Kami pun melangkah masuk ke dalam Kota Pewter. Aneh sekali, kota itu sudah begitu lengang padahal belum waktu tidur. Tiba-tiba aku menangkap sebuah pemandangan baru di dekat Museum Kota Pewter.

"Lihat menara aneh itu?" tunjukku pada Sunny. Ia mengangguk. "Apa mungkin itu yang menyebabkan semua kekacauan ini?"

“Mana kutahu,” sahutku pelan. “Mungkin ada penjelasannya... di dalam museum itu.”

 Maka, aku dan Sunny memutuskan untuk memasuki museum itu dari belakang. Syukurlah tidak ada penjaganya di sini. Dari balik jendela, aku bisa melihat seorang anggota Tim Roket--yang sepertinya memiliki jabatan lebih tinggi dari yang lainnya, terlihat dari pakaiannya yang lebih ‘elit’--sedang berjalan berkeliling museum dengan anggota-anggota lainnya. Aku bisa melihat ada seorang lagi di sana, tapi aku tak bisa melihat wajahnya. Aku terpaksa melompat-lompat untuk bisa melihatnya, tapi, tetap tidak berhasil.

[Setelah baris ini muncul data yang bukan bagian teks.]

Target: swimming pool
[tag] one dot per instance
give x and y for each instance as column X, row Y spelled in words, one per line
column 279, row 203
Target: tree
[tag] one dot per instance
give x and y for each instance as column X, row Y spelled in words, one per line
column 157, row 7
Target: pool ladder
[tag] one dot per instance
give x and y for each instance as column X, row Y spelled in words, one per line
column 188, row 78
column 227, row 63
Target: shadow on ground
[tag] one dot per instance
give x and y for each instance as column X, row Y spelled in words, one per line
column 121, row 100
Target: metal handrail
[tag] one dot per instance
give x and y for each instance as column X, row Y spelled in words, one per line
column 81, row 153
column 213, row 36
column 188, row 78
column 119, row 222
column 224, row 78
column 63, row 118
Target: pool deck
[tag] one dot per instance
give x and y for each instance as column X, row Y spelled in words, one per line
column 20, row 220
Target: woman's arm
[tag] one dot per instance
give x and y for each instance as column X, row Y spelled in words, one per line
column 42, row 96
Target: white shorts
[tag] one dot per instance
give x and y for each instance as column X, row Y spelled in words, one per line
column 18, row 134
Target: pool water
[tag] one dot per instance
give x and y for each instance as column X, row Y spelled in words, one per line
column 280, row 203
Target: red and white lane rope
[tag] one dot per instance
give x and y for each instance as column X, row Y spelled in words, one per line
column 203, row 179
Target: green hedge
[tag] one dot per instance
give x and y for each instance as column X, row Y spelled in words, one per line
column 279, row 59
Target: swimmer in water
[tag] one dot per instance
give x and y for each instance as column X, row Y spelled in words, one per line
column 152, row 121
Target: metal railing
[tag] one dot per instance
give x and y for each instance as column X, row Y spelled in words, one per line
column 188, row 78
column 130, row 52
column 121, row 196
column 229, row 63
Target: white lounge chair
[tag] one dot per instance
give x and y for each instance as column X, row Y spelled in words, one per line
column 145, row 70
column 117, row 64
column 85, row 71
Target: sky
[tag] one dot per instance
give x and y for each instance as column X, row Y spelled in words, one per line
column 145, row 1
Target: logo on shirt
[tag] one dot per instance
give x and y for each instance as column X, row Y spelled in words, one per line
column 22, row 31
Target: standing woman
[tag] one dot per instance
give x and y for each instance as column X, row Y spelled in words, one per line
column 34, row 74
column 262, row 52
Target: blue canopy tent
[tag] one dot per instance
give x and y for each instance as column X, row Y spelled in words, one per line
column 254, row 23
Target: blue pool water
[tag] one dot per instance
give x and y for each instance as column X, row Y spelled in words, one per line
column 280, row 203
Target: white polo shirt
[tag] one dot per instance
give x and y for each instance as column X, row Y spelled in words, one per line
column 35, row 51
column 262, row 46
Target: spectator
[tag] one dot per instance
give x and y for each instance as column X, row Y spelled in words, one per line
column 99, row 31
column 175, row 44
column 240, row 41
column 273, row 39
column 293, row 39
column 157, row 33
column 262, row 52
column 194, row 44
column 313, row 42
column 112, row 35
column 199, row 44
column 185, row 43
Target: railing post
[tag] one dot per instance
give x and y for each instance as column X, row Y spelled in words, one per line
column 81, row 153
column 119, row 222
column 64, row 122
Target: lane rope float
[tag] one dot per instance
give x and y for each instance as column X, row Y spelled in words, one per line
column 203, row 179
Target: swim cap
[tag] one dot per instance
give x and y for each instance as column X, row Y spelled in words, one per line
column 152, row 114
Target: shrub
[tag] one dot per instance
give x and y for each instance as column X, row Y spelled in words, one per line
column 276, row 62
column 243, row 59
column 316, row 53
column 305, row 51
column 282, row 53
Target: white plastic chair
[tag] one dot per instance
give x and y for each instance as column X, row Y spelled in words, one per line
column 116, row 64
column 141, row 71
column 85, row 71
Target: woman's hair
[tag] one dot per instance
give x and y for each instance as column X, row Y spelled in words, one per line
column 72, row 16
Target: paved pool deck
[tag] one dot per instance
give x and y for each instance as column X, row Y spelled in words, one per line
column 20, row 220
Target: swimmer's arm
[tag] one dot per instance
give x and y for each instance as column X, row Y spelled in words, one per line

"Ini luar biasa! Dengan begini, kita tak hanya bisa mengontrol para Diglett dan Dugtrio... bahkan mungkin kita bisa mengontrol seluruh Pokemon! Lihat saja apa yang terjadi pada sahabat lama kita!"

Anggota Tim Roket yang elit itu--mungkin namanya Proton, karena yang lain memanggilnya demikian--meraih remote dan menyalakan televisi. Agak kurang jelas, tapi aku bisa mendengar berita bahwa gunung api telah meletus dan mengubur Pulau Cinnabar. Aku dan Sunny melotot tak percaya. "Yang benar saja!!" pekik Sunny histeris, setengah berbisik, tapi aku buru-buru membekap mulutnya.

"Dan semua ini juga berkat jasamu. Siapa yang menduga kalau Mewtwo ada di dalam Gua Cerulean yang sudah tertutup itu? Hahaha, tentu kau tahu lebih banyak dari pada kami, seperti yang diharapkan!" ujar Proton dengan nada gembira.

Jantungku berdegup kencang ketika lawan bicara Proton, orang yang dari tadi wajahnya tak nampak olehku itu, melangkah menuju titik yang tertangkap mataku. Tapi rupanya Sunny sudah duluan melihat sosoknya. Matanya terbelalak. "Luna... itu kan... Verise!"

Hah! Benar itu dia! Apa yang dia lakukan di sini, bersama Tim Roket?!